椿説金の斧

 今日もきこりは木を切ります。


 森の中、ただ斧が木を切る音だけが響きます。


 すでに熟練の域に達したきこりですが、そんな彼でも失敗はあります。


 猿が木から落ちるように、弘法大師も筆を誤るように、泳ぎが達者な河童も川に流されるように、どの分野の達人でも失敗することはあるのです。


 きこりも例外ではありませんでした。


 長年の酷使により、柄が細くなった斧はきこりの手をすっぽ抜けてしまったのです。


 柄が細くなったのは知っていて、後で換えようとしていたのです。まるで後世の現場猫みたいですね。


 まさかあんな大参事が起こるなんて。


 青空の下、空を舞う斧、ゆっくりと流れていく情景は美しさすらありました。


 そして、時間が再び戻りますと、物理の教科書に乗せたいほどきれいな放物線を描き、泉へと落ちたのです。その直後に生じた水柱は相当な高さがありました。


「ああっ! おらの斧が!」


 きこりは嘆きました。唯一の商売道具をなくしたままでは食いはぐれてしまいます。


 大慌てで泉へと駆け寄りましたが、悪いことにその泉は淵から急に深くなるタイプで、底が見えません。しかも、きこりは泳げないので、本当に困りました。


 しばらく考えたのち、きこりは斧を諦めました。ちょうど新しいのが欲しかったところなので、そのために古いのを廃棄したと思えば、痛くもかゆくもありません。


 そうと決まれば、今日はこのまま切り上げて、酒場で一杯ひっかけよう。


 ウキウキ気分で、きこりは踵を返したとき、突如泉から爆発音が轟きました。


 何事かと思って振り返ると、泉から天を衝く光の柱が現れていたではありませんか。


 きこりはかつて聞いた話を思い出します。


 泉には大層別嬪な女神さまがいて、正直者にはご加護を与えてくれるという。


 きこりは期待しました。その別嬪な女神とやらを一目拝んでみたいと思ったのです。もちろん、下心もありました。


 光が薄れるにつれ、その奥に人影が見えてきました。


 そして、全貌が明らかになったとき、きこりは悲鳴を上げて、へたりこみました。


「ば、化け物っ!」


 泉の上に立っているのは、頭を斧で断ち切られた女神だったのです。頭が半分に割れていても、生きているなんて、さすがは神様というところでしょうか。
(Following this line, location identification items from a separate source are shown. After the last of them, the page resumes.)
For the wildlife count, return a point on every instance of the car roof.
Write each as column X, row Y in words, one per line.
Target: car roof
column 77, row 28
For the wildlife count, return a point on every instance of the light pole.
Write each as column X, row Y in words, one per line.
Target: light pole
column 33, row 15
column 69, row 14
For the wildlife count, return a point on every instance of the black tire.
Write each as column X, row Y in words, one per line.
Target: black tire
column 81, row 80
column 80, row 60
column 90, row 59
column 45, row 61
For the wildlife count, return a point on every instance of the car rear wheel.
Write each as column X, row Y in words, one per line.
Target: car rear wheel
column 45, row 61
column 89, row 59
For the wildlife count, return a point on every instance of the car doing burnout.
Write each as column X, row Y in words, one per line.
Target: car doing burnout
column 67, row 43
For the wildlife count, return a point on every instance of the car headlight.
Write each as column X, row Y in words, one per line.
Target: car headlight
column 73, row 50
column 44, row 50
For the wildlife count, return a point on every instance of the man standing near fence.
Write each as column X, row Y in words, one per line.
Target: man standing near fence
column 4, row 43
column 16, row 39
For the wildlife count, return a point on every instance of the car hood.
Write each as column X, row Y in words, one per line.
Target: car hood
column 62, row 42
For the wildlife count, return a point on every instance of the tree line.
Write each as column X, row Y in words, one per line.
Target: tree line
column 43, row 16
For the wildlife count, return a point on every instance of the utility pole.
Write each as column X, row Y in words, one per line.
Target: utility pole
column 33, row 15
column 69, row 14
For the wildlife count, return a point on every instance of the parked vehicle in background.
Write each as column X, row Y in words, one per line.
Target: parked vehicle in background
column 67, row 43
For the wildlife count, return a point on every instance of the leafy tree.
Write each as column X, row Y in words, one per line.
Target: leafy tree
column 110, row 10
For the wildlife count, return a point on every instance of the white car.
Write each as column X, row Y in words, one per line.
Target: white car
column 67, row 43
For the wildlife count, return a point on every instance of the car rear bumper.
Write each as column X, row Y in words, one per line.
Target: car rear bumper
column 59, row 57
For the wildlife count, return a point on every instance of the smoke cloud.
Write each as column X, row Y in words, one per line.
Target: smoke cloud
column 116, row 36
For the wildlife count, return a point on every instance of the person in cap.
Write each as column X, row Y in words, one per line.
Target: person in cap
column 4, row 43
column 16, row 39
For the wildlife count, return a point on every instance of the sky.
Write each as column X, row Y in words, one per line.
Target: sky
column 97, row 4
 女神と思しき何かは左手に持つ銀の斧を掲げ、こう言いました。


「ぎょばげぎゃごぼぼじだぼはごっぢぼびんぼぼぼが?」


 大変です。何を言っているのか、さっぱりわかりません。


 それもそのはずです。女神の脳の言語をつかさどる部分が破壊されてしまったのですから。


 きこりは恐れおののいて、ただ首を振ります。


 おそらくきこりはこの斧を投げたのはお前かと問われたと思ったのでしょう。


 きこりは正直者でしたが、命欲しさに保身に走ったのです。


 そんなきこりの様子を知ってか知らずか、女神は左手を下ろし、つぎは右手に持つ金の斧を掲げ、重ねて問います。


「ぼべべあ、ぼっべぼびんぼぼぼが?」


 やはりきこりは涙目になりながら、首を横に振ります。股間からは生暖かい液体が漏れ出ていましたが、それには気づきませんでした。


 女神は頷いたのか、頭に刺さった斧がかすかに揺れました。


 そして、女神は両手の斧を頭上高く持ち上げました。


「びょぶびぎぼぼのぼがべびあ、ぼのぼぼぼぶぶべばびょう!」


 女神は叫ぶや否や、二振りの斧をきこりめがけて、振り下ろしました。


 間一髪のところで、きこりは地面を転がって、驚異的な一撃を回避しました。


 女神が振り下ろした斧は大地を抉り、大きな穴をあけてしまいました。あんなのが当たったらと思うと、きこりなんてひとたまりもありません。


 きこりは踵を返すと、脱兎のごとく逃げました。中年太りしたあの肉体でよくも走れたものですが、彼は足がちぎれんばかりに駆けたのです。


 呪詛の声が背中を打ちますが、その声は次第に小さくなっていきました。


 命からがら村へと戻ったきこりは一部始終を話しましたが、聞く耳を持つ者はいませんでした。一人を除いて。


 きこりとはまた別のきこりがその話を聞き、女神から金と銀の斧を奪えるのではないかと皮算用しました。


 そして、その強欲なきこりは二度と帰ってきませんでした。


 きこりはもう泉に近寄ることはありませんでしたが、村では年に何回か行方不明者が出たそうです。


 復讐の女神と化した泉の女神は人間を呪うだけの化け物と堕しましたとさ。


 めでたしめでたし。



教訓:道具の手入れは念入りにしよう。